O trabalho infantil, em Franca, vive os mesmos dilemas comuns a setores de alta informalidade, vulnerabilidade e pobreza: impera a máxima de que é melhor uma criança em casa trabalhando do que na rua, usando drogas. Existem registros de trabalho infantil na indústria calçadista de Franca desde a década de 80.

Bruna* lembra que, uma vez que uma mulher, mãe, é submetida ao trabalho informal e precarizado, a criança acaba entrando na conta. “As mulheres que eu conheço acabam passando a costura para os filhos, porque aí chega a hora da janta e o sapato não pode ficar parado, então, enquanto ela vai cozinhar, a criança costura, ou vice-versa”. Letícia* completa: “Há crianças que não conseguem pegar numa caneta, escrever, por conta das dores”.

Para ajudar uma delas, Letícia arrecadou recursos para que a garota fizesse um curso, além de dar uma cesta básica para a família. Só assim, relata, uma tia aceitou que ela parasse de trabalhar. “Eu não posso chegar e falar ‘ó, ela tá costurando, não pode’. É bem desafiador.”.

Analisando a questão do trabalho infantil, Bruna relaciona a frustração juvenil com a pobreza e o possível envolvimento com drogas. “A criança tem sonhos… de ter o tênis novo, ir ao cinema. Infelizmente, aquela mãe se desdobra em cima do sapato e o dinheiro não sobra”, narra. “A criança vai chegar a uma idade que vai ficar revoltada por não ter tido o tempo de ser criança e ter que enfrentar o mundo adulto, sempre com a vontade de ter. É onde, às vezes, ela encontra oportunidades erradas para conseguir o que quer”.

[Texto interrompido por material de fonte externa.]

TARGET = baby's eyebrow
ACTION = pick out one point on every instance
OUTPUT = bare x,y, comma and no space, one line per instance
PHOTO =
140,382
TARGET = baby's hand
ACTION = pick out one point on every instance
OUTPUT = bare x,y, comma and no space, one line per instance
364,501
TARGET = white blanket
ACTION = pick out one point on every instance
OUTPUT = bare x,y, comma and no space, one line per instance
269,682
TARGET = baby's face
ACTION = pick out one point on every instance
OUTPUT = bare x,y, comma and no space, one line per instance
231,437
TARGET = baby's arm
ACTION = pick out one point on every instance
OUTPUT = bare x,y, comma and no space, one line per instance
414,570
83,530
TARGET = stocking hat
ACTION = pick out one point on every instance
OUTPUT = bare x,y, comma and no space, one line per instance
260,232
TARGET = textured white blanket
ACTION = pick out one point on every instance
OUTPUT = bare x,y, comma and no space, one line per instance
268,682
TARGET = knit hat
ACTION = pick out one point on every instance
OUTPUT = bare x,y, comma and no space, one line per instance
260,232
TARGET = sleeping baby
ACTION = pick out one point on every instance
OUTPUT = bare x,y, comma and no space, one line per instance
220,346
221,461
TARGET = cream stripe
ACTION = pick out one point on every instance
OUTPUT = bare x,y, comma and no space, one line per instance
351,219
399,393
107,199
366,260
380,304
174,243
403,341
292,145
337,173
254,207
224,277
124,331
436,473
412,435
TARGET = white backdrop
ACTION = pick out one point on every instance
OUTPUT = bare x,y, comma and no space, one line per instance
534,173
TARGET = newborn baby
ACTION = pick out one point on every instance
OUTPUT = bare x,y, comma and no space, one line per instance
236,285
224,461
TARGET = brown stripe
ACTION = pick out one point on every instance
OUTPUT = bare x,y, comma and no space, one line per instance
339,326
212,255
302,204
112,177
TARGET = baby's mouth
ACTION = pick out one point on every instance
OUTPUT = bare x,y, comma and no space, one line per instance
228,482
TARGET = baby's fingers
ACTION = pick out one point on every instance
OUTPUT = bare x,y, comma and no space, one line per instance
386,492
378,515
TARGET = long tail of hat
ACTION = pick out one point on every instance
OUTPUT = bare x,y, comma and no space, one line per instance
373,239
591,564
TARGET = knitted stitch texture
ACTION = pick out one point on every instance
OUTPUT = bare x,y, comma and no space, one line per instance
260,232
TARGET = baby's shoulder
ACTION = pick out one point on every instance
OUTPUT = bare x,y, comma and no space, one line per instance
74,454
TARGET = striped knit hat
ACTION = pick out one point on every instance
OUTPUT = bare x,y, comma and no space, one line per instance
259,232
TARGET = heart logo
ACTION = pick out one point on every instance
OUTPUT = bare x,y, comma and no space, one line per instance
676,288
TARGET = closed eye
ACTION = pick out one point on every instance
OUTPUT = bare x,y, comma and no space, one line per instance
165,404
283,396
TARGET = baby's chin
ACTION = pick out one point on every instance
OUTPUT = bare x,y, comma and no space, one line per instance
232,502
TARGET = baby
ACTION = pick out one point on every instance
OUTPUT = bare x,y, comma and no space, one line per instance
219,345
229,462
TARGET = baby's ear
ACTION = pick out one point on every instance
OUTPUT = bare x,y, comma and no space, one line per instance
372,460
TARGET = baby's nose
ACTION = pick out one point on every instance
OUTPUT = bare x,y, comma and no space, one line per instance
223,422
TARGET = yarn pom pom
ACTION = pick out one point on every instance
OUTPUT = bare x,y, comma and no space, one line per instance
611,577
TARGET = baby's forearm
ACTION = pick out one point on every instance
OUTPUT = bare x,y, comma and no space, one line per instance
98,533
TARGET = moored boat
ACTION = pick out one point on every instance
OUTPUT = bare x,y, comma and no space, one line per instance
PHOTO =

O ideal, destaca a assistente social, é que as próprias empresas abram as portas para a ação da assistência social nestes esses espaços. Primeiro, é fundamental buscar a mapear as mulheres que trabalham na informalidade na indústria calçadista de Franca, assim como fornecer capacitação e rodas de escuta.

Uma barreira para fazer uma cooperativa, pondera Letícia, é que muitas delas irão perder o benefício que recebem do governo. A saída, ela vê, é analisar caso a caso, para que algumas consigam se tornar MEI, e que as que ainda assim sigam na informalidade, tenham condições de trabalho melhores.

Procurado pela reportagem, o presidente do Sindifranca, José Carlos Couto, afirmou não ter dados sobre informalidade no setor, mas diz que as empresas ainda não se recuperaram da pandemia – foram fechadas cerca de 60 fábricas no período.

A situação tributária, tanto no estado quanto no âmbito federal, também é um entrave para os empresários do ramo, bem como a competição com mercado internos (em Minas Gerais) e externos (Indonésia e China).

Tentamos falar com a Prefeitura de Franca para entender como a prefeitura lida com a informalidade, apoio social a mães e menores de idade que trabalham na indústria. A Prefeitura se limitou a responder apenas o seguinte: “a Secretaria de Ação Social informa que não há registros de trabalho infantil nas indústrias calçadistas de Franca”.